Ceph/CVMFS/Filer Service Meeting

Europe/Zurich
600/R-001 (CERN)

600/R-001

CERN

4
Show room on map
Description

Zoom: Ceph Zoom

    • 14:00 14:15
      CVMFS 15m
      Speakers: Enrico Bocchi (CERN) , Fabrizio Furano (CERN)

      Enrico:

      • Recurrent no_contact and snapshot_error (lhcb.cern.ch backup Stratum 0) over the weekend with lxcvmfs127, now fixed (HW problem on hypervisor). This is *not* user visible.
      • Bad TCP_REFRESH_FAIL_OLD on front caches of Stratum1 for ProxyPass-ed repos
        • Tracked at CVMFSOPS-245
        • Seems to be fixed (fingers-crossed) with some header manipulation
      • Review of engineering tools repositories with IT-CDA
      • Useful meeting within it (ST, CM, CDA) about container distribution on the grid:
        • Prototype with Harbor (OIDC, garbage collection, security scans) using webhooks
        • In the plans to integrate with GitLab registry
      • Plan to submit a paper on lhcbdev.cern.ch at (virtual) CHEP with SFT and LHCb people
    • 14:15 14:30
      Ceph: Operations 15m
      • Notable Incidents/Requests 5m
      • Upgrades, Migrations, (De-)Commissioning 5m
        Speaker: Enrico Bocchi (CERN)
        • Gabe data migrations now paused until January. The balancer will remain off.
        • Latest new hw delivery is in final burn in test, so we can expect it January.
      • Hardware Repair Liaison 5m
        Speaker: Julien Collet (CERN)

        Julien

        • Lots of disk awaiting replacements!
        • Update on the script finished, but roll out will wait January
        • Disk replacements will carry on during Christmas break
          • Will be in touch with the repair team for that time in case they need

        Enrico

        • Memory module replaced on CEPHNETHUB-DATA-32672F0985 on 10/12. Smooth since then.
      • Puppet, Tools, Monitoring 5m
        Speaker: Theofilos Mouratidis (CERN)
        • Enabling PSI (Pressure Stall Info) on el8 machines.

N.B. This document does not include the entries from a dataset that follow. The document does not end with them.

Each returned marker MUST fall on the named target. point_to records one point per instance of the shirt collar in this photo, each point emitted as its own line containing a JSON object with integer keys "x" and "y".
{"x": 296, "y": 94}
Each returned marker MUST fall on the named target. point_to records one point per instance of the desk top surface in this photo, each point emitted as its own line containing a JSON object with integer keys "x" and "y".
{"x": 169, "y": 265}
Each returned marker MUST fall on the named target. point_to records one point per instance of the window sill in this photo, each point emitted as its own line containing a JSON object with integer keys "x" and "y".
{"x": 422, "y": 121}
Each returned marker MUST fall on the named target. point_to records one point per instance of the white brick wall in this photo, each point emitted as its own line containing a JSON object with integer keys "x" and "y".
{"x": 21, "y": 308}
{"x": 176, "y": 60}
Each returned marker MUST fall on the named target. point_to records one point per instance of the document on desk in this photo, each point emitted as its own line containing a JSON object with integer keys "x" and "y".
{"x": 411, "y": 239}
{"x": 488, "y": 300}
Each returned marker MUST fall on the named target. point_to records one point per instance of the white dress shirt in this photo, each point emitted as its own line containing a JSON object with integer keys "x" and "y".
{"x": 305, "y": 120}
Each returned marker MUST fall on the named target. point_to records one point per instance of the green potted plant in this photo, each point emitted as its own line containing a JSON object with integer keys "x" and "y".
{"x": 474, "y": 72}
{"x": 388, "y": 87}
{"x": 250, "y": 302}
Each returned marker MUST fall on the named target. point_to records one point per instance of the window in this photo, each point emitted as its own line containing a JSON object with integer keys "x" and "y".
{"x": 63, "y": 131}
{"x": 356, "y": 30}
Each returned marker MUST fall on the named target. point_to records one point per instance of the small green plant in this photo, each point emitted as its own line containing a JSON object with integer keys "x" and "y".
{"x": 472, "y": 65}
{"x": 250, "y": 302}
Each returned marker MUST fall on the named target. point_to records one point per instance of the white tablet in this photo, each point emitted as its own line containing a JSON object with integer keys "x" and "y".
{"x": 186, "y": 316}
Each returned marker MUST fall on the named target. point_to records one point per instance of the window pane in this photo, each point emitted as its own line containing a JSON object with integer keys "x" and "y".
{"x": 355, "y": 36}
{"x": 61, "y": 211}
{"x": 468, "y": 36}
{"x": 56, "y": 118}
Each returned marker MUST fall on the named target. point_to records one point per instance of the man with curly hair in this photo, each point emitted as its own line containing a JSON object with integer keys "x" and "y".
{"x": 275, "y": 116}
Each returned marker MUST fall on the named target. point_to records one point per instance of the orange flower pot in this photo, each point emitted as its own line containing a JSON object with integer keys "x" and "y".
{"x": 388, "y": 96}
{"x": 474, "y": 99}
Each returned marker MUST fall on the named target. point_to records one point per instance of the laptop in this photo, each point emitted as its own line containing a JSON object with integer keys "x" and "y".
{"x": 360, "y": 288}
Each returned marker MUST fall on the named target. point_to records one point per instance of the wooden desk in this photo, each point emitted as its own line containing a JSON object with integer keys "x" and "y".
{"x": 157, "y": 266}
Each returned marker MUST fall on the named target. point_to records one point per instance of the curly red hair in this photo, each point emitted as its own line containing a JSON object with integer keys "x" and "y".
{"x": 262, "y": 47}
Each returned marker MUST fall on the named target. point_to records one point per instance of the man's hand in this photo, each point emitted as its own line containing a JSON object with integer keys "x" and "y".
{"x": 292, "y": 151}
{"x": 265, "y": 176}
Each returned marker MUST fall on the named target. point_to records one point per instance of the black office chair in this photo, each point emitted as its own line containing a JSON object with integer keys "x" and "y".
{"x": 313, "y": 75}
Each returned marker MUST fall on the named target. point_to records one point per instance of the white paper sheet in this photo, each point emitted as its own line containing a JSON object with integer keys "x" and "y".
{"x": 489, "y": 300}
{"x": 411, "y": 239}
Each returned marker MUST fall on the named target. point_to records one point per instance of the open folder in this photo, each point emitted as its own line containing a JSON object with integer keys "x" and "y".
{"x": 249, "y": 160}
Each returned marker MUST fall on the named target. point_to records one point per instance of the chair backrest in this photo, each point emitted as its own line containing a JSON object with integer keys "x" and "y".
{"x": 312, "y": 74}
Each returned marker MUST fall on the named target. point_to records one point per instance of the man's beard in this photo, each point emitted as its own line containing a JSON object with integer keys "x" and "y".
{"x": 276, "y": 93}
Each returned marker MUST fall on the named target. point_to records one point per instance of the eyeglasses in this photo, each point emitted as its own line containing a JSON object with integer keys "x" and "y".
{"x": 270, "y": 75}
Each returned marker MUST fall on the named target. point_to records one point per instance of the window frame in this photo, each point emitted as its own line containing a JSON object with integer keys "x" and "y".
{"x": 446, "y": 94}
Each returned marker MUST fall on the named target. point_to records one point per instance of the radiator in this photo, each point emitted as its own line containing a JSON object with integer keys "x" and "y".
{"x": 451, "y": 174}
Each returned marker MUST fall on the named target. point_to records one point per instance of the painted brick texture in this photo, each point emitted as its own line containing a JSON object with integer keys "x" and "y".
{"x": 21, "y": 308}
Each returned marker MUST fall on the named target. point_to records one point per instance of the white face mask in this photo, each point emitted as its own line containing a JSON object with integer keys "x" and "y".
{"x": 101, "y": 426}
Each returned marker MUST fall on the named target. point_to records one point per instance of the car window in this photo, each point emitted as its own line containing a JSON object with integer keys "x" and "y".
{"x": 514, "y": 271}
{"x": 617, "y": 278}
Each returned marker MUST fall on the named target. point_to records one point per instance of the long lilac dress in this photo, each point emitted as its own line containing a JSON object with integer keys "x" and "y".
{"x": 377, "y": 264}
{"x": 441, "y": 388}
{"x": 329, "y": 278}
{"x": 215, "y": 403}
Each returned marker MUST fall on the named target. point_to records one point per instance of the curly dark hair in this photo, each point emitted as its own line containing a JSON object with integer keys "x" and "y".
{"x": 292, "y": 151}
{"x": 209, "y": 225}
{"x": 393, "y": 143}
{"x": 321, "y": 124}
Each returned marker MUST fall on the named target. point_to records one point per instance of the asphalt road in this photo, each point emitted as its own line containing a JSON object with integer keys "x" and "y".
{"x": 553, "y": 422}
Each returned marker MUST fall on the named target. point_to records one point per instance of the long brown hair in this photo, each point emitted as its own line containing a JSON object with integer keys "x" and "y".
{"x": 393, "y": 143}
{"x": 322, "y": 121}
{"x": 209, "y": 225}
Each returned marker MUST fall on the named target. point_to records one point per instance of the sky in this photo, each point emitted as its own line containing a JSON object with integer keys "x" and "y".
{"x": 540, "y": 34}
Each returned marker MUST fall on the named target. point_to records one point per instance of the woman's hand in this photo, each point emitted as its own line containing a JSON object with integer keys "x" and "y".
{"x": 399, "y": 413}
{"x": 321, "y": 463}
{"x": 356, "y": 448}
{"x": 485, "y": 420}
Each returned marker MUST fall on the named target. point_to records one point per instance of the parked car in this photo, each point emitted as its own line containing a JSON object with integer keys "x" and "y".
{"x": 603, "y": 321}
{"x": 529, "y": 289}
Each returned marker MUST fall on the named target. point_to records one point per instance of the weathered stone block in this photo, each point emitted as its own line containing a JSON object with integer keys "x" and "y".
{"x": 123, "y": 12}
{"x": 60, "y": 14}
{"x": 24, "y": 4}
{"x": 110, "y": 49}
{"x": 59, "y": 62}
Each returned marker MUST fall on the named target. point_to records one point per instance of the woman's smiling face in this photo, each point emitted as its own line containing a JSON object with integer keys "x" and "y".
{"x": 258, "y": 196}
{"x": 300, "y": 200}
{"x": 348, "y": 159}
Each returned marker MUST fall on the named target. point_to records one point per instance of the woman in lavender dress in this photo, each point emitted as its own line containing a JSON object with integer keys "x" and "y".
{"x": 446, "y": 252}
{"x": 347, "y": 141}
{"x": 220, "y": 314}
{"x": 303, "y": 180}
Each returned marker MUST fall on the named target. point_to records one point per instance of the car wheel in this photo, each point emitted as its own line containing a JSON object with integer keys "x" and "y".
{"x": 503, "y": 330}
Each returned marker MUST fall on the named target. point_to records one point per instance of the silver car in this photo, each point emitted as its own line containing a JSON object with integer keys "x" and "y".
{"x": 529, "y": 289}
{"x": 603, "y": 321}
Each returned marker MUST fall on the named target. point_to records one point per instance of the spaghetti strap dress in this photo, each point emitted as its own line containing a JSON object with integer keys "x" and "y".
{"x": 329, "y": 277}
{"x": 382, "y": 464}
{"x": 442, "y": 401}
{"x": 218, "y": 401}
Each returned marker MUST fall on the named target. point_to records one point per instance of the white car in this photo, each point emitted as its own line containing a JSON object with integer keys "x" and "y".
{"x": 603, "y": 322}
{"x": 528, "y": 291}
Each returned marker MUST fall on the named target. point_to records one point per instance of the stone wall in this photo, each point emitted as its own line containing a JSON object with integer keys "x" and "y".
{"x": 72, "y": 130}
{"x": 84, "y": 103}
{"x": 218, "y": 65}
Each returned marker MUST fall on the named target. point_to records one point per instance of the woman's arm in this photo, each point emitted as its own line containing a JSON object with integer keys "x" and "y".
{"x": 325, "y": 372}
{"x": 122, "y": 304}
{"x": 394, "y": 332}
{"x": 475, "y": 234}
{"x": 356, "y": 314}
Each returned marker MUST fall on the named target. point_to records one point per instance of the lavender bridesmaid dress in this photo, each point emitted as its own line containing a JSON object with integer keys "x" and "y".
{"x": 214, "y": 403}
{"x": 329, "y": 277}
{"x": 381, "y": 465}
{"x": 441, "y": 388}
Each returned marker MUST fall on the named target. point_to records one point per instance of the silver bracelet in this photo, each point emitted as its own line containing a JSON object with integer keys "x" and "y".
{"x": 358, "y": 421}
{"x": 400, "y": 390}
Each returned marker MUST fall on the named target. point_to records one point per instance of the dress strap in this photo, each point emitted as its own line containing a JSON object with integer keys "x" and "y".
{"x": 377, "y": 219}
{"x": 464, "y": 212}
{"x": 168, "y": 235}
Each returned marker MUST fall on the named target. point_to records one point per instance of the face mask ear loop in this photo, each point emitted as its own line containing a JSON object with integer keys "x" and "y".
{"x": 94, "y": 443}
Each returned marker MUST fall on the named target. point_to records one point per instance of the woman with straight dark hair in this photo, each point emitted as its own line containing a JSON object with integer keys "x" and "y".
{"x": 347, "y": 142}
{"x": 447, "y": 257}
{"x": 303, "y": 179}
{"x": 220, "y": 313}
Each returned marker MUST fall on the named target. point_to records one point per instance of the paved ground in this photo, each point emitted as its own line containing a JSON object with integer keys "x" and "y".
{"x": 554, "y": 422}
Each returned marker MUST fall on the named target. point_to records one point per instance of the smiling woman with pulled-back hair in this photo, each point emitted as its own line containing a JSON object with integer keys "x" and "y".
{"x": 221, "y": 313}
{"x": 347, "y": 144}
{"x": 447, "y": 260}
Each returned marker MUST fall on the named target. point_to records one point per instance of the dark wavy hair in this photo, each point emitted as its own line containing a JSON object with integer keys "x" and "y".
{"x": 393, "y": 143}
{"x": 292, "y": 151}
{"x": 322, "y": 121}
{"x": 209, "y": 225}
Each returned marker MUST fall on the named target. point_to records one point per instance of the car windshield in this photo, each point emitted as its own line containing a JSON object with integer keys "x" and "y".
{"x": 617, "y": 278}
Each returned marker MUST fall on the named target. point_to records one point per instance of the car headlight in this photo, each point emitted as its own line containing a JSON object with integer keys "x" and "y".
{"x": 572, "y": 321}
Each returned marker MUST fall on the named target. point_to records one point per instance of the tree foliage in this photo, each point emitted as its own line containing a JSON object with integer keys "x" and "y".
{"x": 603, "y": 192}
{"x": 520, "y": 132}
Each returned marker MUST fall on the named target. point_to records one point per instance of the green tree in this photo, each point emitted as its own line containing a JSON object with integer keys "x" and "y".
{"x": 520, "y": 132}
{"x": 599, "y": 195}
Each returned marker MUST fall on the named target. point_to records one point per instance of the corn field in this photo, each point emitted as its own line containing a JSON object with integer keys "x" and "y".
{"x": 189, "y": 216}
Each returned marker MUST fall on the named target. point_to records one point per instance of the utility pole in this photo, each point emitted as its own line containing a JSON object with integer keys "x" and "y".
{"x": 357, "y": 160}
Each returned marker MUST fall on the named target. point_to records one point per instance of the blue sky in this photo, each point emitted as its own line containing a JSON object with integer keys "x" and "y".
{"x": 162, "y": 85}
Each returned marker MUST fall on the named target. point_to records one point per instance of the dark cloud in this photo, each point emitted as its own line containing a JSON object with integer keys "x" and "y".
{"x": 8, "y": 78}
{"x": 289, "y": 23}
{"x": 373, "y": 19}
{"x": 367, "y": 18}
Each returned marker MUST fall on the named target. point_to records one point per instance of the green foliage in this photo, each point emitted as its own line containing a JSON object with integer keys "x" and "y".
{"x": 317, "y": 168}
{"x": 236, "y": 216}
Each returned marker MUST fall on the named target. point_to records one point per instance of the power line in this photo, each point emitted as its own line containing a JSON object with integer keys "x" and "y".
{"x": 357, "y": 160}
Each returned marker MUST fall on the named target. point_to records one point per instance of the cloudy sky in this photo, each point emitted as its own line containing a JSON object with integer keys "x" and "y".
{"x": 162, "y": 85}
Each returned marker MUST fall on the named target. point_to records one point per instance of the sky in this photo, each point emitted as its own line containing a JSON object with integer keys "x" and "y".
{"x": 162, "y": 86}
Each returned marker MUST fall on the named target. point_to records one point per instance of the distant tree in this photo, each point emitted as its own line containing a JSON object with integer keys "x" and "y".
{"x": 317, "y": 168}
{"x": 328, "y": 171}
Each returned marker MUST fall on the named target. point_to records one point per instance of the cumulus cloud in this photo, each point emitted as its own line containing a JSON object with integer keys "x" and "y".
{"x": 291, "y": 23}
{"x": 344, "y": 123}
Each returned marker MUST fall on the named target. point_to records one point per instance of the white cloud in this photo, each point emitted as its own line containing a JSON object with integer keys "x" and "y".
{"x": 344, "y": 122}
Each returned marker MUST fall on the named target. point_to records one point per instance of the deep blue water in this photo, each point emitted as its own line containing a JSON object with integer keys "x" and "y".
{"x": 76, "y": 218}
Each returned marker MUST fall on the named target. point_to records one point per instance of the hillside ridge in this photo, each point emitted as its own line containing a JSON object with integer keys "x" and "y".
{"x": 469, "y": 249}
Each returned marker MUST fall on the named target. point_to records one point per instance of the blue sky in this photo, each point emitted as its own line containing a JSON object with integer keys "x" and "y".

Needs a psi=1 kernel param, plus a reboot.
          • Goal is to better understand how heavily loaded a machine is.
          • This gives three new metrics, similar in concept to loadavg:
        [13:50][root@cephdata20b-b7e4a773b6 (qa:ceph/flax/osd*48) ~]# cat /proc/pressure/cpu 
        some avg10=0.00 avg60=0.08 avg300=0.15 total=1216096
        [13:50][root@cephdata20b-b7e4a773b6 (qa:ceph/flax/osd*48) ~]# cat /proc/pressure/io 
        some avg10=5.80 avg60=21.48 avg300=13.74 total=56284995
        full avg10=5.69 avg60=20.00 avg300=12.73 total=52108387
        [13:50][root@cephdata20b-b7e4a773b6 (qa:ceph/flax/osd*48) ~]# cat /proc/pressure/memory 
        some avg10=0.00 avg60=0.00 avg300=0.00 total=0
        full avg10=0.00 avg60=0.00 avg300=0.00 total=0
      • Upstream News 5m
        Speaker: Dan van der Ster (CERN)
    • 14:30 14:45
      Ceph: Ongoing Projects 15m
      • Kopano/Dovecot 5m
        Speaker: Dan van der Ster (CERN)
        • All users have been migrated to Dovecot. I'll start a discussion to understand what will become of the hw (kelly cluster).
      • REVA/CephFS 5m
        Speaker: Theofilos Mouratidis (CERN)
    • 14:45 14:55
      S3 10m
      Speakers: Enrico Bocchi (CERN) , Julien Collet (CERN)
      • CEPH-974: I have managed to reproduce the "nameless" object issue in a test bucket, now trying to clean up. (I sent a mail to the ML, but no response yet). This ticket might be related: https://tracker.ceph.com/issues/48363

      Enrico:

      • Traefik/Filebeat finished and ready:
        • Painful log ingestion via fielbeat+logstash (marathon)+ES works!
        • Propose to spawn few bigger RGWs beginning of January to replace existing front-end
      • cephgabe-rgwxl-ac460f6b70 (s3.cern.ch for CVMFS) back in the LB after reboot

      Giuliano

      • Warp dashboard:
        • Now pointing to metrictanks
    • 14:55 15:05
      Filer/CephFS 10m
      Speakers: Dan van der Ster (CERN) , Enrico Bocchi (CERN) , Theofilos Mouratidis (CERN)
      • CEPH-1014: all the client.manila users were given `mgr r` capabilities, so that OpenStack can query the list of subvolumes (to see if they have been deleted correctly).
    • 15:05 15:10
      AOB 5m

      Unbeatable CEPH dream team won the IT-ST PubQuiz, by far.